O aumento de acesso a atividades físicas, ou recreativas, tanto ao nível das artes, aprendizagem de novas línguas, possibilidade de passeios e viagens culturais, frequência de recitais, peças de teatro, cinemas, saraus e conferências, ou até, a possibilidade de debates e discussão de literatura, poderão ser boas estratégias para o constante desenvolvimento físico e psicológico dos mais idosos. Para além disso, poderia ser de pensar em descontos a aplicar em ginásios ou qualquer tipo de estabelecimento que fomente a atividade física, nomeadamente, estúdios de dança, courts de ténis, campos de padel ou de futebol.

Tal como salientado no site da APAV, os mais idosos são detentores de um conjunto muito vasto de direitos. De entre esses, são de destacar o direito a uma pensão social, se estes não tiverem efetuado descontos ou não aufiram rendimentos de outra natureza; o direito a um pensão de velhice, que se traduz num valor pago, mensalmente, aos beneficiários que atinjam a idade para ter acesso à mesma e que reúnam as condições exigidas; o direito a aceder a um complemento de dependência e a um complemento solidário para Idosos, e, ainda, acesso a um processo de comparticipação para lar.
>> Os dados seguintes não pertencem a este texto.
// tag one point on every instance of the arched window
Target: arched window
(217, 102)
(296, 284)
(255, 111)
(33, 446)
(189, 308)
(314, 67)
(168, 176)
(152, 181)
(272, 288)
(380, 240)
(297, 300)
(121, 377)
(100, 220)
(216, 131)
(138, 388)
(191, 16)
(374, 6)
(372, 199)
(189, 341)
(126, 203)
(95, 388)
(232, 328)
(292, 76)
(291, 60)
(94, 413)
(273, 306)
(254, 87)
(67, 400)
Ademais, existem benefícios adicionais no que toca à saúde e à prevenção e reparação de situações de carência e desigualdade socioeconómica, para despesas de habitação, alimentação, medicamentos, etc.


Para além disso, acumulam-se muitos outros que se encontram salvaguardados na Constituição da República Portuguesa, assim como em legislação complementar, como o direito à saúde, o direito à educação, o direito à independência, o direito à informação, o direito ao trabalho, entre tantos outros.


Em suma, muitos são os direitos e os benefícios que os mais velhos podem usufruir, ainda que não exista uma devida publicitação destes. Todavia, ainda é necessário repensar num acompanhamento mais atento dos mais velhos, e da possibilidade de lhes conceder o acesso a atividades de forma gratuita, ou tendencialmente gratuita.


Como referiu Ray Bradburry no belíssimo livro “Licor de dente-de-leão” (“Dandelion wine”): “A razão pela qual os adultos e as crianças discutem é porque pertencem a diferentes raças. Olha para eles, diferentes de nós. Olha para nós, tão diferentes deles. Raças separadas, e nunca as duas se encontrarão”. Mas será mesmo assim? As crianças pensam que estão num mundo totalmente diferente dos mais velhos, e parece que entre eles existe um vácuo, um hiato temporal inexplicável entre as suas vidas, mas na verdade, essa não deve ser a conclusão a retirar. Basta analisarmos as relações de proximidade e cumplicidade que tantas vezes se fomentam entre os avós e os netos para percebermos que não estamos tão longe dos mais velhos assim, pois podemos aprender diariamente com eles, com as suas vivências, as suas crenças e com a sua experiência de vida, que devem servir como fonte de inspiração para nós.


Por conseguinte, faz sentido seguir o ideal de Jean Jacques Rousseau de que “Na juventude deve-se acumular o saber. Na velhice fazer uso dele”, e devemos proteger e respeitar os mais velhos, sendo fundamental reconhecer-lhes o valor que eles merecem, pois na realidade, não existe tanta diferença assim entre os mais jovens e os mais velhos, pois estes já tiveram a impulsividade e impaciência dos mais novos, e os mais novos, um dia, e se a vida lhes proporcionar, terão as vivências inesquecíveis e a sabedoria dos mais velhos e, quem sabe, um pouco da sua saudável “loucura” também.